The RBA Board has softened its clear tightening bias but not enough for Westpac to change its view that we can expect one final rate increase at the May Board meeting.
The Reserve Bank Board decided to leave the cash rate unchanged at 3.60% at its April meeting. This decision is in line with Westpac’s forecast although we continue to expect to see one final increase of 0.25ppts at the May Board meeting.
The decision is consistent with the classic approach that policy needs to move swiftly to push rates into the contractionary zone but, once there, a central bank that meets as frequently as the RBA can pause to assess the cumulative impact of the policy.
There was a subtle change in the Governor’s guidance. In March he noted that: “further tightening of monetary policy will be needed”. In April, this was changed to: “further tightening of monetary policy may well be needed”.
This is a softer guideline than we saw in March but still qualifies as a clear tightening bias.

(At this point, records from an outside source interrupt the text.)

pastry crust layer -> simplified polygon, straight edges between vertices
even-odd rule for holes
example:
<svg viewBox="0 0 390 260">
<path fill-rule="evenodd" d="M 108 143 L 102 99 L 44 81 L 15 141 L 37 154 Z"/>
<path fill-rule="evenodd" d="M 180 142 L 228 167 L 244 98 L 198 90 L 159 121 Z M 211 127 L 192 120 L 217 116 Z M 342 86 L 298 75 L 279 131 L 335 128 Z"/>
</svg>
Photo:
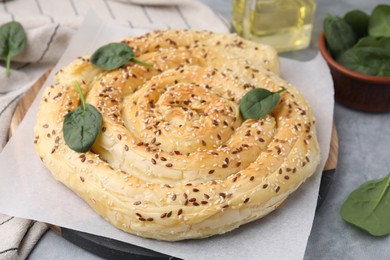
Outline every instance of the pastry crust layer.
<svg viewBox="0 0 390 260">
<path fill-rule="evenodd" d="M 230 231 L 278 207 L 319 161 L 305 98 L 279 78 L 277 53 L 233 34 L 156 31 L 123 40 L 135 56 L 113 70 L 78 58 L 45 90 L 35 147 L 53 176 L 107 221 L 160 240 Z M 102 113 L 86 153 L 72 151 L 64 116 L 80 103 Z M 285 88 L 274 111 L 244 121 L 239 101 L 253 88 Z"/>
</svg>

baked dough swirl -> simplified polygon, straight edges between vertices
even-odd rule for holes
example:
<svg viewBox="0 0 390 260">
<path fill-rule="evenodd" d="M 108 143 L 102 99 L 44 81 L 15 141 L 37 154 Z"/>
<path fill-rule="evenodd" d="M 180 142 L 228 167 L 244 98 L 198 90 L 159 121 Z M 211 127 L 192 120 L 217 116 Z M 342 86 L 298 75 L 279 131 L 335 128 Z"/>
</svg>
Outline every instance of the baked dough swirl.
<svg viewBox="0 0 390 260">
<path fill-rule="evenodd" d="M 123 40 L 132 62 L 102 71 L 80 57 L 42 97 L 35 146 L 54 177 L 107 221 L 160 240 L 208 237 L 278 207 L 315 171 L 315 120 L 308 102 L 278 77 L 276 52 L 236 35 L 156 31 Z M 65 143 L 64 116 L 80 82 L 103 116 L 91 151 Z M 274 111 L 243 120 L 253 88 L 285 88 Z"/>
</svg>

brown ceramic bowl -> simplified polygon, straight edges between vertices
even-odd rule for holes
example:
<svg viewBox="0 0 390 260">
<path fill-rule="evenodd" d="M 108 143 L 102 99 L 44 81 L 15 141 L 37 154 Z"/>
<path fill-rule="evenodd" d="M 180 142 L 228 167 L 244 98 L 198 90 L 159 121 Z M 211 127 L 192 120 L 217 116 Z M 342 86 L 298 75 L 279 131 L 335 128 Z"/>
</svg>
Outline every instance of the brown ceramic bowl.
<svg viewBox="0 0 390 260">
<path fill-rule="evenodd" d="M 360 111 L 390 111 L 390 77 L 364 75 L 339 65 L 327 51 L 324 33 L 318 46 L 330 68 L 337 102 Z"/>
</svg>

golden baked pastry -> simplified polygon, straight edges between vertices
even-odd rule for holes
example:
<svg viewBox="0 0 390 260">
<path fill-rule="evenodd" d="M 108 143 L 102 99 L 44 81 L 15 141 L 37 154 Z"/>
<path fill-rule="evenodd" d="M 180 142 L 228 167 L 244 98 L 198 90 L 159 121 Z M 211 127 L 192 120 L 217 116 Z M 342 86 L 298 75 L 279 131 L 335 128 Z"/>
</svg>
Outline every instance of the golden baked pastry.
<svg viewBox="0 0 390 260">
<path fill-rule="evenodd" d="M 132 62 L 102 71 L 78 58 L 42 97 L 35 147 L 54 177 L 107 221 L 160 240 L 230 231 L 277 208 L 315 171 L 315 120 L 280 79 L 277 53 L 236 35 L 157 31 L 128 38 Z M 103 116 L 91 151 L 65 143 L 64 116 L 86 101 Z M 263 119 L 243 120 L 253 88 L 278 91 Z"/>
</svg>

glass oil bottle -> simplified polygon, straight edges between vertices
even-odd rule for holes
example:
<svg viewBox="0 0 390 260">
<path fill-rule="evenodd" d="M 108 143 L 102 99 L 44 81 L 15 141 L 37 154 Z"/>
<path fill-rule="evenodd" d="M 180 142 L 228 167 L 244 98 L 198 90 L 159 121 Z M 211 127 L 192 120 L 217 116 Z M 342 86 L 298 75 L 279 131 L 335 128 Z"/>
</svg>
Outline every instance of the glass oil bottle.
<svg viewBox="0 0 390 260">
<path fill-rule="evenodd" d="M 314 0 L 233 0 L 232 25 L 278 52 L 299 50 L 310 44 L 315 9 Z"/>
</svg>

The decision to pause is justified by the need for “more time to assess the state of the economy and the outlook, in an environment of considerable uncertainty.”
The ‘check list’ going forward remains: “the global economy, trends in household spending, and the outlook for inflation and the labour market.”
Of most importance will be the March quarter inflation report, due April 26, which Westpac expects to show a trimmed mean inflation print of 6.6% for the year.
At the May meeting the Board will also receive a refreshed set of economic forecasts from the staff. We do not believe that the revised forecasts will bring forward the timing at which the staff expects to return to the 2-3% target zone – mid 2025!
Along with the economy still operating with a near 50-year low in the unemployment rate and the slow expected progress in achieving the inflation target, we continue to expect that the Board will see the need for one final 0.25ppt increase in the cash rate.
Apart from the key guidance language there were some less significant examples of a more cautious Board although the key themes around high inflation and tight labour markets continued to shine through.
“There is further evidence that the combination of higher interest rates, cost of living pressures and a decline in housing prices is leading to a substantial slowing in household spending.” This indicates that the slowdown that was apparent in the December quarter from the national accounts has extended into the March quarter.
Note that consistent with the slightly more dovish approach is no recognition of the recent stabilization of house prices.
In March the Governor highlighted that “Services price inflation remains high”. In April, there was no reference to services price inflation. Services inflation is accepted as the stickiest component of inflation so excluding a mention of services inflation may indicate less concern.
Recent disruptions to the US banking system are highlighted as “an additional headwind for the global economy” whereas this is contrasted with the strong Australian banking system.
On the other hand, there was an additional qualification to the assertion in March that “wages growth is still consistent with the inflation target” with the April statement noting “wages growth is still consistent with the inflation target, provided productivity holds up”
The final paragraph is also pitched at the likely need for higher rates. The Board retained the assertion “ In assessing when and how much further interest rates need to increase …” It could have qualified that sentence with “ if interest rates need to increase” rather than maintaining “ how much further.”
Conclusion
While the Board’s tightening bias has been softened in parts, in the April decision statement, there is not sufficient evidence for Westpac to change its forecast that the Board will make one last 0.25ppt increase in the cash rate at the May Board meeting.
That decision will be in the context of underlying inflation holding well above the target level, only slowing moderately, in an economy where the unemployment rate remains near 50-year lows and dismal productivity exacerbates the eventual impact of wages growth on inflation.